改正案:http://www.mhlw.go.jp/topics/bukyoku/soumu/houritu/dl/183-45.pdf

新法:http://www.mhlw.go.jp/topics/bukyoku/soumu/houritu/dl/183-49.pdf

改正案に関しては問題点が非常に多く、与野党での修正協議もおこなわれました。

しかし、修正されたのはほんの一部のみで、一番の問題点である「扶養義務の拡大や強化」に関しては、修正されず原案のままです。

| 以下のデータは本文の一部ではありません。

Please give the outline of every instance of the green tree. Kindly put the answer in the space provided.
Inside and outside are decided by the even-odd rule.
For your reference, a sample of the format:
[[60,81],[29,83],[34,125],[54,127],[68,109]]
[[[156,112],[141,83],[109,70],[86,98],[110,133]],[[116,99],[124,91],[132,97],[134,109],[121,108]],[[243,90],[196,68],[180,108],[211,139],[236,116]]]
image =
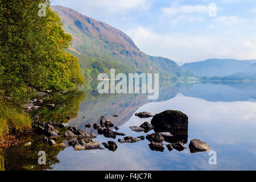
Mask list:
[[[24,102],[38,90],[65,92],[85,82],[72,41],[48,0],[0,0],[0,93]],[[46,16],[38,15],[45,3]]]

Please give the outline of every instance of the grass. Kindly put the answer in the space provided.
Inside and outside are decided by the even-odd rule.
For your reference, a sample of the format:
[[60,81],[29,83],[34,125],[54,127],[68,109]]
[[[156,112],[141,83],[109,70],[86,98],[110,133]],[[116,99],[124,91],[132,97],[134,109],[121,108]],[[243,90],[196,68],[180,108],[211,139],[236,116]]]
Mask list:
[[0,171],[5,171],[5,159],[3,152],[0,151]]
[[0,136],[9,134],[22,135],[30,127],[28,114],[5,104],[0,104]]

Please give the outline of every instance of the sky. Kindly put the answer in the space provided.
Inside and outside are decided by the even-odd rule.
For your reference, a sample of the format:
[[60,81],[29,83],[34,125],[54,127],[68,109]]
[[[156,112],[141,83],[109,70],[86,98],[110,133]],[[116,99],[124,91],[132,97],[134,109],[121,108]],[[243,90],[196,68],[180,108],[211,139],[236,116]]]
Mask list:
[[121,30],[150,55],[179,63],[256,59],[255,0],[51,1]]

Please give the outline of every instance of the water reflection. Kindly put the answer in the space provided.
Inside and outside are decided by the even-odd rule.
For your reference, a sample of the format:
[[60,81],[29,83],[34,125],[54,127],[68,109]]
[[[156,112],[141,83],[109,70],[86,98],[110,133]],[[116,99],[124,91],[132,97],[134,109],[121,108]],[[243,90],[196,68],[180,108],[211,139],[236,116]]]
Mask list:
[[[118,132],[137,137],[146,136],[155,131],[144,133],[131,130],[130,126],[139,126],[145,121],[150,123],[152,118],[141,119],[134,115],[135,113],[146,111],[154,115],[166,110],[180,110],[188,117],[188,132],[165,138],[163,143],[181,140],[188,147],[191,140],[200,139],[216,151],[217,165],[209,164],[208,152],[191,154],[189,149],[169,151],[166,147],[163,152],[159,152],[151,150],[146,139],[134,143],[119,143],[118,139],[123,136],[117,136],[113,139],[98,135],[94,140],[101,143],[114,141],[117,148],[114,152],[108,149],[76,151],[72,147],[64,150],[63,148],[47,148],[36,142],[27,148],[21,144],[4,151],[5,168],[8,170],[31,169],[31,167],[53,170],[254,170],[255,90],[253,82],[176,82],[162,85],[159,99],[150,102],[143,94],[98,95],[90,92],[86,93],[86,97],[81,102],[77,115],[70,112],[73,110],[75,113],[77,105],[62,115],[63,119],[67,114],[72,116],[70,125],[96,134],[93,127],[85,129],[84,126],[100,124],[100,118],[104,115],[115,126],[119,126]],[[72,98],[74,96],[69,100]],[[82,97],[77,98],[79,100]],[[49,117],[62,114],[61,112],[49,114]],[[119,116],[113,117],[114,113]],[[67,143],[63,139],[60,142]],[[37,154],[44,150],[49,153],[47,165],[37,166]],[[0,154],[0,164],[1,159]]]

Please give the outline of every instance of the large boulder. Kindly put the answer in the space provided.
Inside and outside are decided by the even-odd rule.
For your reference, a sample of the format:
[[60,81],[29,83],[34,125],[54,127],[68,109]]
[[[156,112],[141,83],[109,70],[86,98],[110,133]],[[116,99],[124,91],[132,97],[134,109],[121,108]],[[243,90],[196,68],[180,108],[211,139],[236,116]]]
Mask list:
[[210,146],[207,143],[197,139],[190,141],[189,147],[191,153],[204,152],[210,150]]
[[135,115],[141,118],[150,118],[153,116],[151,113],[148,112],[137,113]]
[[167,110],[155,115],[151,124],[157,132],[179,133],[188,131],[188,118],[181,111]]
[[114,152],[115,150],[117,150],[117,144],[115,142],[108,141],[108,144],[106,143],[103,143],[102,144],[105,148],[108,148],[110,151]]
[[141,140],[139,138],[133,136],[126,136],[123,139],[126,143],[135,143]]
[[162,143],[152,142],[148,145],[150,146],[150,149],[152,150],[162,152],[164,150],[164,146]]
[[164,140],[164,138],[160,134],[155,133],[147,135],[146,138],[150,142],[157,143],[162,143]]

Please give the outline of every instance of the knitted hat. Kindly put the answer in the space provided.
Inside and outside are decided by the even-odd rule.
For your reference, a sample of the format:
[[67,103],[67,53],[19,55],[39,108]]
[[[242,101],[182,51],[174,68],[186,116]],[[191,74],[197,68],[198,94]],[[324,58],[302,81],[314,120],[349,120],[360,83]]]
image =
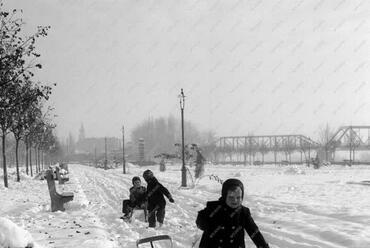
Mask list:
[[239,179],[236,179],[236,178],[227,179],[222,184],[221,198],[225,200],[227,196],[227,191],[234,190],[236,187],[240,187],[240,189],[242,190],[242,198],[243,198],[244,197],[244,185]]
[[143,173],[143,177],[144,177],[145,181],[147,181],[148,179],[154,177],[154,174],[151,170],[146,170]]
[[134,184],[136,181],[140,181],[141,182],[140,177],[133,177],[132,178],[132,184]]

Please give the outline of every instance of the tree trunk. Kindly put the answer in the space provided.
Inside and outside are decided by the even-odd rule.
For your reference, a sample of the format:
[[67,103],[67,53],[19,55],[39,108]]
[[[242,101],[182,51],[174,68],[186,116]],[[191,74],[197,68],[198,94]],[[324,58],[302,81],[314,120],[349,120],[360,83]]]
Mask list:
[[28,175],[28,142],[27,142],[27,138],[26,138],[26,141],[24,143],[26,145],[26,174]]
[[21,178],[19,176],[18,147],[19,139],[15,139],[15,167],[17,168],[17,182],[21,181]]
[[37,148],[35,146],[35,166],[36,166],[36,174],[39,173],[39,167],[37,162]]
[[1,136],[2,138],[2,150],[3,150],[3,172],[4,172],[4,186],[8,188],[8,172],[6,169],[6,156],[5,156],[5,132],[3,130],[3,135]]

またその他にも、後発医薬品の原則義務化(34条3項)、生活上の責務の規定(60条)、返還金の徴収金額の上乗せや事実上の天引き(78条)、罰則規定の強 化(85条及び86条)、廃止理由の緩和(28条5項)などの、大きな問題点が何ら言及されることなく、成立してしまいます。

この改正案は、本来生活保護を必要とする人に申請をためらわせてしまったり、委縮効果を与え、スティグマ性(制度利用を恥だと思わせてしまうこと)を高めてしまいます。

また、新法に関しては、そもそも修正協議の俎上にものぼりませんでした。新法は生活困窮者が生活保護利用にいたらないように、その手前にセーフティネットを作ることを目的としていて、改正案と合わせて生活困窮者支援の体系化を目指すものです。

しかし、新法が提唱する「自立支援」は就労ベースに依拠したもので、さまざまな要因によって生活困窮された方の、個別の状況に応じたセーフティネットとは言い難いものです。

そもそも、生活困窮にいたる要因は雇用状況や労働環境、他の社会保障の不備や家族からの暴力など、本人の資質によらない社会的な問題が背景にみられます。 

それらの解決をはかるのではなく、本人の「自立支援」を目指していくことは、本末転倒なことでしょう。

 

これらの法案は、社会保障のベースを根底からそぎ落とし、困難な状況にある人の「いのち」を切り捨てるものです。

本当に多くの問題点があるのに、丁寧に議論されることはなく、こんなにも簡単に、そしてあまりにも拙速に、密室での議論によって決められようとしています。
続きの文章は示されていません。